The growth of BBB credit in the decade following the global financial crisis has been a source of angst and hand-wringing amongst many market commentators. Many have questioned whether BBBs present a systemic risk and whether they have a place in a fixed-income portfolio.

While global credit markets have doubled to $10 trillion over the last decade, BBBs have increased five-fold and now represent around 50 per cent of the total market capitalisation. At the same time, BBB-rated companies today are more levered than they were 10 years ago. The rating agency justification for this, often told, is that low interest rates and high profit margins mean the debt is perfectly affordable.

Source: Fidelity International, January 2019.

Furthermore, so the argument goes, the BBB cohort has become dominated by more defensive sectors such as consumer staples and healthcare, after a purge of some cyclical names during the 2014-16 commodity cycle. These companies are typically more resilient to the economic cycle and have a portfolio of cash generative assets that can be monetised even in a difficult economic environment.

Here’s the rub. As we saw in 2016 with commodity names, a revision of base-case assumptions by the rating agencies can result in sector-wide credit downgrades. The list of potential catalysts for such a revision is long and includes trade wars, wage inflation, and changing consumer tastes. But they all boil down to slowing growth and mean reversion of astronomically high margins. Agency assumptions on the deleveraging of large post-M&A capital structures are already coming under scrutiny following some high-profile profit warnings and delayed debt reduction.

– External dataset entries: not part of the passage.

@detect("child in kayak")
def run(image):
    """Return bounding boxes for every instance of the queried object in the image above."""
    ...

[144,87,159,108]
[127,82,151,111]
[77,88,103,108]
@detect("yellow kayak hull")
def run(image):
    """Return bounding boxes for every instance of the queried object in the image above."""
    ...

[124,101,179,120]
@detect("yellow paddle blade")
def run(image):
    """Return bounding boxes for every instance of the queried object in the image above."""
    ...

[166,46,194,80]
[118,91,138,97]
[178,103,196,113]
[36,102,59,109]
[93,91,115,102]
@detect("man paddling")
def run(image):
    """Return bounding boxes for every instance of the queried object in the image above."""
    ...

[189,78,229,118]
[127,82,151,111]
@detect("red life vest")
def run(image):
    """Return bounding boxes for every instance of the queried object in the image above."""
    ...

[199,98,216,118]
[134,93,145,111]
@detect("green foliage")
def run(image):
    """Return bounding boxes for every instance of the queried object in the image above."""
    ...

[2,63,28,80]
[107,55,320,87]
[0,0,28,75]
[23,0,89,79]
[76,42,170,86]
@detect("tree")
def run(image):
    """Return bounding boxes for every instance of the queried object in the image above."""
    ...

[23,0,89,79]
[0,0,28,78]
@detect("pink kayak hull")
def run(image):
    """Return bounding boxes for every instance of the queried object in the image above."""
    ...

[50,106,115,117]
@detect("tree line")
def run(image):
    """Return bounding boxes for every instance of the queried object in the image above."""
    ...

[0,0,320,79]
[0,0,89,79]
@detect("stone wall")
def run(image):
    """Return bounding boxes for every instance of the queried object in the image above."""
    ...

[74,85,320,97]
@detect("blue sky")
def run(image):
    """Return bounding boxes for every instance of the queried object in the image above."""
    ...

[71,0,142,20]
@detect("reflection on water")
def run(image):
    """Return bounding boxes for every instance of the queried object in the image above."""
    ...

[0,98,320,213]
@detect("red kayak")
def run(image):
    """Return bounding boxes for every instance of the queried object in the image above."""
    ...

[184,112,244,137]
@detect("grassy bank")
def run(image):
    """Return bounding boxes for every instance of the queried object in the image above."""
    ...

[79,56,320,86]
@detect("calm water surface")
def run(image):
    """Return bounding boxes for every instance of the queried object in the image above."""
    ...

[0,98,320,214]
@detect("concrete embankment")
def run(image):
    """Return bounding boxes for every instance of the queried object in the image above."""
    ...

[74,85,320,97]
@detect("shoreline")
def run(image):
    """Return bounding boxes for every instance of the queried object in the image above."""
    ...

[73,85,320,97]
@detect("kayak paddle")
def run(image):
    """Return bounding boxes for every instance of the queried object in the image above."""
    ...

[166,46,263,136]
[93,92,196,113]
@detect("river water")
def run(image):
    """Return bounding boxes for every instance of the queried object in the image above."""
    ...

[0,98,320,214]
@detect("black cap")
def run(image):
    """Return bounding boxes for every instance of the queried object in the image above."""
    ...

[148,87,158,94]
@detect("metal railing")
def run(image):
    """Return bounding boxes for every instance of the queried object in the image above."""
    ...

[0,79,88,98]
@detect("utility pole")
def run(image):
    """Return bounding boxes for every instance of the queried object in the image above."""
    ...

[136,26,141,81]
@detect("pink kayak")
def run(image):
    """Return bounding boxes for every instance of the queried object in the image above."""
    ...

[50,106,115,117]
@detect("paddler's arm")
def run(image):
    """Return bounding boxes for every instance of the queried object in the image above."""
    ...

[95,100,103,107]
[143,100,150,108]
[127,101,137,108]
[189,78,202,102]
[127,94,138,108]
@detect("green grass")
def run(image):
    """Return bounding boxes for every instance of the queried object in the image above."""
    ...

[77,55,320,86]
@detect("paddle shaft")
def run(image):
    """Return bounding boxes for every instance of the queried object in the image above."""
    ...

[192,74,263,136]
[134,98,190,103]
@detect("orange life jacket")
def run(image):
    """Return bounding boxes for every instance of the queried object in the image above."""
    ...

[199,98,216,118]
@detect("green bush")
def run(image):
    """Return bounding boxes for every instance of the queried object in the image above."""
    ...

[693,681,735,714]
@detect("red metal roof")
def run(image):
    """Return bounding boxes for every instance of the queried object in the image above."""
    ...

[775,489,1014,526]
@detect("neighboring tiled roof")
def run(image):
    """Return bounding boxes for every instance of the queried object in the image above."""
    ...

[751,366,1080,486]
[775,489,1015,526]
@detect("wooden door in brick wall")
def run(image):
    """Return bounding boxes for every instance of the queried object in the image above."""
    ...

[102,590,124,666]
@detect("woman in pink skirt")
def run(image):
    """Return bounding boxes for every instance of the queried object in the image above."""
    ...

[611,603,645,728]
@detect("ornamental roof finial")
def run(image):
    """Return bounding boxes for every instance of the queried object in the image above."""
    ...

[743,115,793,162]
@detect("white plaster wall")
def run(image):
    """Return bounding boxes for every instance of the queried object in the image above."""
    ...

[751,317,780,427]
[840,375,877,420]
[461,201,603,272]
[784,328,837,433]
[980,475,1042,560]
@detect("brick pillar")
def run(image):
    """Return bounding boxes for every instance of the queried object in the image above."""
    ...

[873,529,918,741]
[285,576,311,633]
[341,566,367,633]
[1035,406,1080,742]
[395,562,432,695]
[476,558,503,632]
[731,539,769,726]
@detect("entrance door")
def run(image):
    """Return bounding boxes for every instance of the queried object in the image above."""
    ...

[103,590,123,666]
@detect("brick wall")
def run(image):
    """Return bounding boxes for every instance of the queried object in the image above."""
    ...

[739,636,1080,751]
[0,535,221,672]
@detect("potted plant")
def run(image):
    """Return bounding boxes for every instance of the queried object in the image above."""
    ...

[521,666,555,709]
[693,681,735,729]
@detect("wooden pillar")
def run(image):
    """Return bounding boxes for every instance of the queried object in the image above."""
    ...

While we struggle to see how the BBB market itself will cause a turn in the global economic or credit cycle, we do recognise that it may be a source of pain when risk markets crack.

BBB outperformance

However, you ignore BBBs at your peril. The 10-year cumulative outperformance of GBP BBBs over single-As is 48 per cent and there have only been five years of BBBs underperforming single-As since 1996. None of the years were concurrent, and, yes, 2018 was one. Simply put, the yield advantage of BBBs is a tide that is hard to swim against.

In sterling, the weighting of M&A-fuelled BBBs, consumer and healthcare, is lower with a greater emphasis on utilities and real estate. Neither sector is without its challenges, but the froth of the US consumer names is notably absent.

Mindful of risk, our focus is on businesses with stable cash flows and solid asset backing. Asset-backed securities, real estate and utilities offer both characteristics and come with the robust covenant and security packages that are missing from straight corporate debt. There is a time for cyclical BBBs but late in the cycle is not it.